Dr. Erol Kesici, Türkiye’de göllerin yaşadığı bu felaketin iklim krizi bağlamında bir uyarı olduğunu belirtiyor. Eğer gerekli adımlar atılmazsa, Türkiye sadece göllerini değil, tarımsal üretim kapasitesini, biyoçeşitliliğini ve en temel yaşam kaynağı olan suyu da kaybedebilir. Kesici’nin de dediği gibi, “Elmasız, domatessiz, avokadosuz yaşayabiliriz ama asla susuz yaşayamayız.”
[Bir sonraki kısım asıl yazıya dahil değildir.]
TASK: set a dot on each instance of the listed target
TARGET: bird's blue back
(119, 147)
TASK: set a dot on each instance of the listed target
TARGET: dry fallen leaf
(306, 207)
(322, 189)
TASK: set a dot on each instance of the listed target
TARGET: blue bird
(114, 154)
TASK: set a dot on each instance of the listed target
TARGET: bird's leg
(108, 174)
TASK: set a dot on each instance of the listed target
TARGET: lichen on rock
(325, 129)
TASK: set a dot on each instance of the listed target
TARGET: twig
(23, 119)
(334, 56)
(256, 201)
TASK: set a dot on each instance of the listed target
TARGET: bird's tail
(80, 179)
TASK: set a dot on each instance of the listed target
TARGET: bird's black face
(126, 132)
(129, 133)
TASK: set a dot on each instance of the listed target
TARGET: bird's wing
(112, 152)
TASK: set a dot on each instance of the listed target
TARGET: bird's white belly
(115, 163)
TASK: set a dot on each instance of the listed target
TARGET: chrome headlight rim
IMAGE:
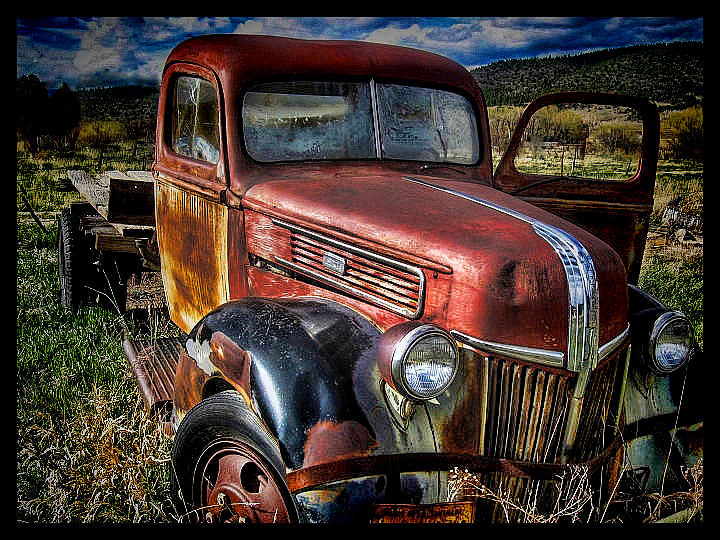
(401, 351)
(661, 323)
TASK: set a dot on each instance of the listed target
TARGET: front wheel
(226, 466)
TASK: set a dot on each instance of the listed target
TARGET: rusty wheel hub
(238, 487)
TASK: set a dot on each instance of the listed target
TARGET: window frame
(376, 122)
(207, 178)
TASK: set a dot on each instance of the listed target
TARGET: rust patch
(327, 441)
(189, 380)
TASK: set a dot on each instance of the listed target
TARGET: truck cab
(368, 304)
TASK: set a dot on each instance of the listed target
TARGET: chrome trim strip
(373, 299)
(528, 354)
(376, 118)
(583, 310)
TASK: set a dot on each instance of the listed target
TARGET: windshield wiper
(427, 166)
(540, 183)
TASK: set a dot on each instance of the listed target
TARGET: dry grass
(106, 464)
(572, 500)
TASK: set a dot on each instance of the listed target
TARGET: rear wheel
(72, 272)
(227, 467)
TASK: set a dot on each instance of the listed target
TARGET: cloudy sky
(94, 51)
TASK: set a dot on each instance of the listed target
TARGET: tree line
(670, 74)
(44, 117)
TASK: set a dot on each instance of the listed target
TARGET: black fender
(295, 360)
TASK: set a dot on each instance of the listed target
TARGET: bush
(686, 132)
(615, 137)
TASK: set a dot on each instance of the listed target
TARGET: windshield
(293, 121)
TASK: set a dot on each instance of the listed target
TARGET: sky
(111, 51)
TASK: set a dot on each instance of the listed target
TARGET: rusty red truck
(367, 303)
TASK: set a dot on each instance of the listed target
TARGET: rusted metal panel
(192, 236)
(505, 279)
(234, 61)
(154, 363)
(460, 512)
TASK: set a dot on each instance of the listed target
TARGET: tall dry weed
(107, 464)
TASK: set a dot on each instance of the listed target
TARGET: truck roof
(238, 60)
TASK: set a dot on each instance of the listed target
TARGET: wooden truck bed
(124, 210)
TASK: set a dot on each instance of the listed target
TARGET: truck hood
(493, 266)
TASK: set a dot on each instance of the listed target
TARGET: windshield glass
(293, 121)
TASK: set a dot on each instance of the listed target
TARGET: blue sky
(95, 51)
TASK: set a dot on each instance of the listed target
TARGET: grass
(86, 450)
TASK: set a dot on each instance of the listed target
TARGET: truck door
(590, 158)
(191, 219)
Türkiye’de son 60 yılda yaşanan göl kuraklığı, iklim değişikliğinin ve yanlış su yönetim politikalarının yıkıcı sonuçlarını açıkça gözler önüne seriyor. Kuruyan ve tehdit altındaki göller, sadece çevresel bir sorun değil; tarımsal üretim, su güvenliği ve biyoçeşitlilik açısından da ciddi bir kriz oluşturuyor. Türkiye’nin, su kaynaklarını koruma konusunda acilen harekete geçmesi ve tarım sektöründen enerji politikalarına kadar geniş bir yelpazede sürdürülebilir stratejiler geliştirmesi gerekiyor. Dr. Kesici’nin vurguladığı gibi, bu felaketin önlenmesi, insan eliyle yaratılan sorunların çözümüyle mümkün olabilir.